Population (2023-12-31)
- • Total: 3,132
- • Density: 120/km^{2} (320/sq mi)
- Time zone: UTC+01:00 (CET)
- • Summer (DST): UTC+02:00 (CEST)
- Postal codes: 75385
- Dialling codes: 07053
- Vehicle registration: CW
- Website: www.bad-teinach-zavelstein.de

= Bad Teinach-Zavelstein =

German municipality

Bad Teinach-Zavelstein (/de/) is a town in the district of Calw, in Baden-Württemberg, Germany.

==History==
The township of Bad Teinach-Zavelstein was formed on 1 January 1975 by the merging of Bad Teinach, Zavelstein, and the towns of Emberg, Rötenbach, Schmieh, and Sommenhardt.

==Geography==
The township (Stadt) of Bad Teinach-Zavelstein is located at the center of the district of Calw, in Baden-Württemberg, one of the 16 States of the Federal Republic of Germany. Bad Teinach-Zavelstein's municipal area rests upon the plateau of the Enz and Nagold rivers, a landscape defined by severe river erosion, in the greater Black Forest region. Elevation above sea level in the municipal area ranges from a high of 747 m Normalnull (NN) to a low of 337 m NN.
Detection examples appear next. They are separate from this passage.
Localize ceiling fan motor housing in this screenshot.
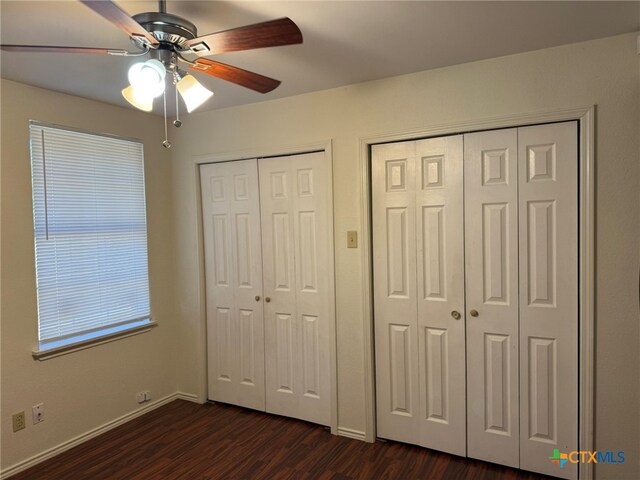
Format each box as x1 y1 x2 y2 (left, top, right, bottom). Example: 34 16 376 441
133 12 198 51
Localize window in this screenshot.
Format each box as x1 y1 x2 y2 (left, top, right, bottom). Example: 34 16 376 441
30 122 152 358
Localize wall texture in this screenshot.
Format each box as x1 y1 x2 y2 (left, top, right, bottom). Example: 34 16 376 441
172 34 640 478
0 80 177 470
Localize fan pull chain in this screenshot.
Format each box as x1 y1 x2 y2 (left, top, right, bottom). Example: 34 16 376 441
162 88 171 148
173 79 182 128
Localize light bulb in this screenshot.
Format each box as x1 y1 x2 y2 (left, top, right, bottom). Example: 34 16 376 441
176 75 213 113
122 85 153 112
129 60 167 98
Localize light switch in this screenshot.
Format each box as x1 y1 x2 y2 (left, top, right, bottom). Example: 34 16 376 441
347 230 358 248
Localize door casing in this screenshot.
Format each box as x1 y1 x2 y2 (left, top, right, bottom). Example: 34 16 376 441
360 105 596 480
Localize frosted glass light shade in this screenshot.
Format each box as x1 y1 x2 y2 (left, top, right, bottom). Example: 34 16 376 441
176 75 213 113
122 85 153 112
129 60 167 98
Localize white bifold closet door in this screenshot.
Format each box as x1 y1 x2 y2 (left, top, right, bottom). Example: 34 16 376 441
259 152 333 425
200 160 265 410
372 135 466 455
201 152 333 425
372 122 578 479
464 122 578 478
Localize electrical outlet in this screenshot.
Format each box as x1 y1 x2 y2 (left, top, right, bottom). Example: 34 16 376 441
11 412 27 432
31 403 44 425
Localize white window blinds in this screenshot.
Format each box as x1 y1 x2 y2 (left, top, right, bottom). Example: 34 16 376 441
30 122 150 350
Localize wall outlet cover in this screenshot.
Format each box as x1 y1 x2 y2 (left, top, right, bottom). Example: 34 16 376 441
11 412 27 432
31 403 44 425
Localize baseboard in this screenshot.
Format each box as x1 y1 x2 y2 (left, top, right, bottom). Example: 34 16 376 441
0 392 200 479
173 392 202 404
338 427 366 442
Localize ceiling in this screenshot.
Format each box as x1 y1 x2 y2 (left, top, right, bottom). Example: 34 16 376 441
0 0 640 113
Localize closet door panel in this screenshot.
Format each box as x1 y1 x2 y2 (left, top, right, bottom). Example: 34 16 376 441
518 122 578 478
200 160 265 410
259 152 333 425
415 135 466 455
371 142 421 444
464 129 519 467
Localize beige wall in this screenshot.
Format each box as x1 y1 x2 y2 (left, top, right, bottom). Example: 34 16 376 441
0 80 177 470
172 34 640 478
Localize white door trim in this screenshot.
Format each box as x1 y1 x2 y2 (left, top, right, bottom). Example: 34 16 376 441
360 105 596 480
192 140 338 435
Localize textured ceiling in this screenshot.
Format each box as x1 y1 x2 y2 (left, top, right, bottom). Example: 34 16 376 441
0 0 640 113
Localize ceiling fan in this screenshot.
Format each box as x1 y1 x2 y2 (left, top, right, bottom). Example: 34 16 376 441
0 0 302 148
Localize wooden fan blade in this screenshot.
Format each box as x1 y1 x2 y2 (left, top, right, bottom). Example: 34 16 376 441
80 0 160 47
185 18 302 55
0 45 128 55
189 58 280 93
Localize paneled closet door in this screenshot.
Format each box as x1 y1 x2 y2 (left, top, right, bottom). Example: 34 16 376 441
518 122 578 479
372 136 466 455
371 142 420 445
259 152 333 425
200 160 265 410
464 129 520 467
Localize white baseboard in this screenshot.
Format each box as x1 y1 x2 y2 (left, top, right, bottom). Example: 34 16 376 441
338 427 366 442
0 392 201 479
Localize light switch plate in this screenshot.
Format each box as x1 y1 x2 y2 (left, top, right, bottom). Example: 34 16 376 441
347 230 358 248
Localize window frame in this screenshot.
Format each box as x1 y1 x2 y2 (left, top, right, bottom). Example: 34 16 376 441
29 120 158 360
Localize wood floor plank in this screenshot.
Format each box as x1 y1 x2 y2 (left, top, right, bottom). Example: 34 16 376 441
11 400 551 480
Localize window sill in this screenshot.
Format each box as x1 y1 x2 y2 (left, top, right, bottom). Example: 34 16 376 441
31 321 158 361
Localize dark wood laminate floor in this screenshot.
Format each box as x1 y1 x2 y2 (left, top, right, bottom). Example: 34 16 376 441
11 400 550 480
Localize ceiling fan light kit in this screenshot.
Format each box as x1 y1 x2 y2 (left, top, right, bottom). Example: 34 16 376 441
0 0 302 148
122 85 153 112
176 72 213 113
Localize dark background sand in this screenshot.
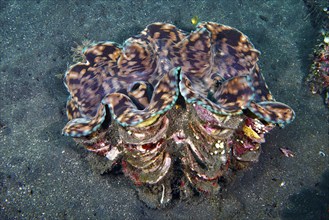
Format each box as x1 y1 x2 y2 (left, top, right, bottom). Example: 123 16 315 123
0 0 329 219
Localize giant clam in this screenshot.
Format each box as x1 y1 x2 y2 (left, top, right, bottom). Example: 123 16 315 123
63 22 294 207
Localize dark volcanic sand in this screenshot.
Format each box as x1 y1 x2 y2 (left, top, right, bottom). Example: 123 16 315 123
0 0 329 219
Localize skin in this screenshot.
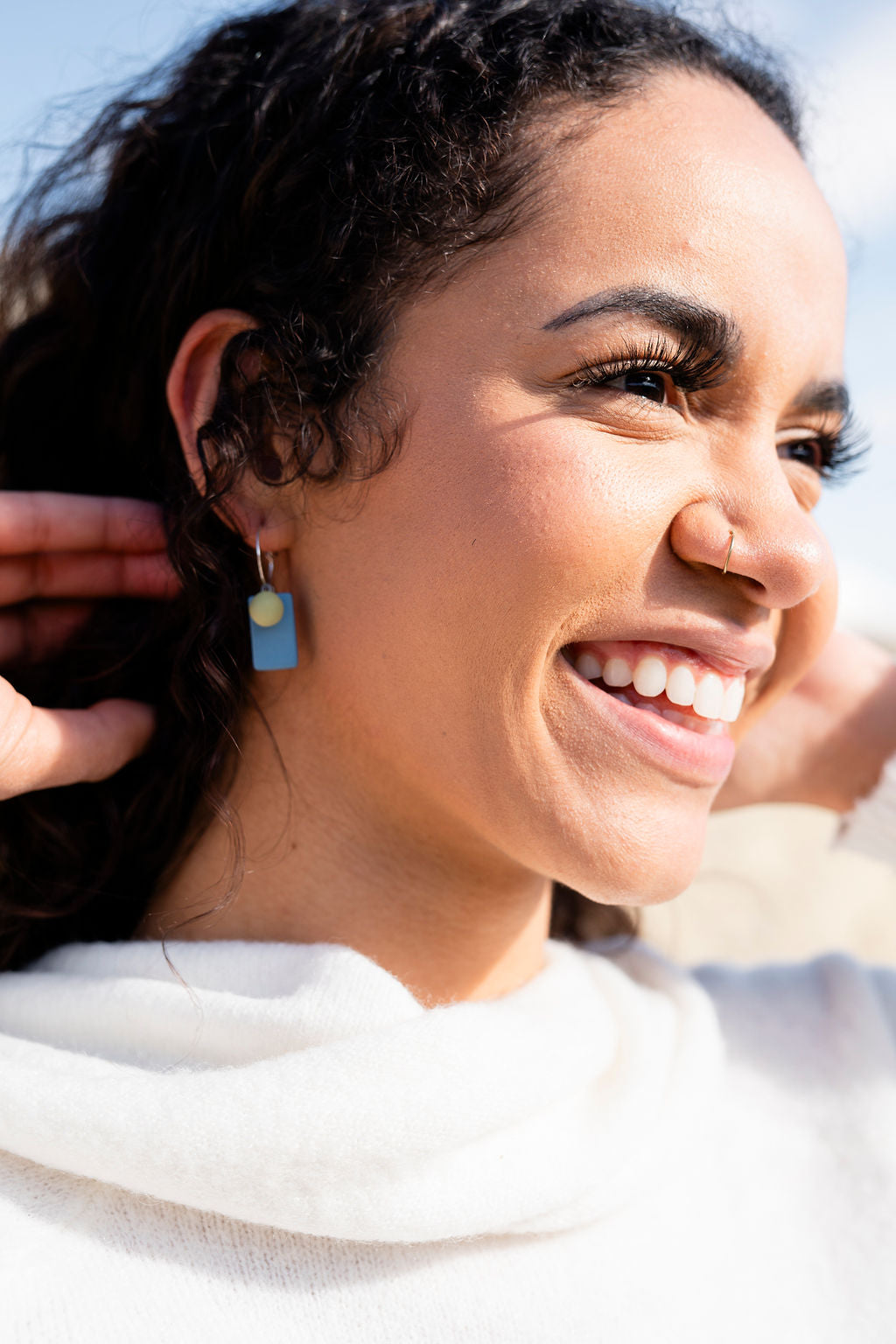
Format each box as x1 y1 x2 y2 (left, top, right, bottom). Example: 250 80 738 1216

A portion of the Federally protected Zavelstein crocus meadows nature reserve is located in Bad Teinach-Zavelstein's municipal area.

==Politics==
Bad Teinach-Zavelstein has six boroughs, Bad Teinach, Emberg, Rötenbach, Schmieh, Sommenhardt, and Zavelstein, and five villages, Kentheim, Kollwanger Sägmühle, Lützenhardt, Teinachtal, Wilhelmshöhe.

===Coat of arms===
Bad Teinach-Zavelstein's municipal coat of arms is divided party per fess into an upper field of yellow with three black stag antlers, and a lower field of five yellow and red squares in a checkerboard pattern. The checkboard pattern is an archaic reference to the name Zavelstein using the word zabel, and the stag antlers are taken from the Coat of arms of Württemberg. This coat of arms was awarded by the Calw district office to Bad Teinach-Zavelstein with an accompanying municipal flag on 13 February 1981.

==Transportation==
Bad Teinach-Zavelstein is connected to Germany's network of roadways by the Bundesstraße 463 and to its rail system by the Nagold Valley Railway. Local public transportation is provided by the Verkehrsgesellschaft Bäderkreis Calw.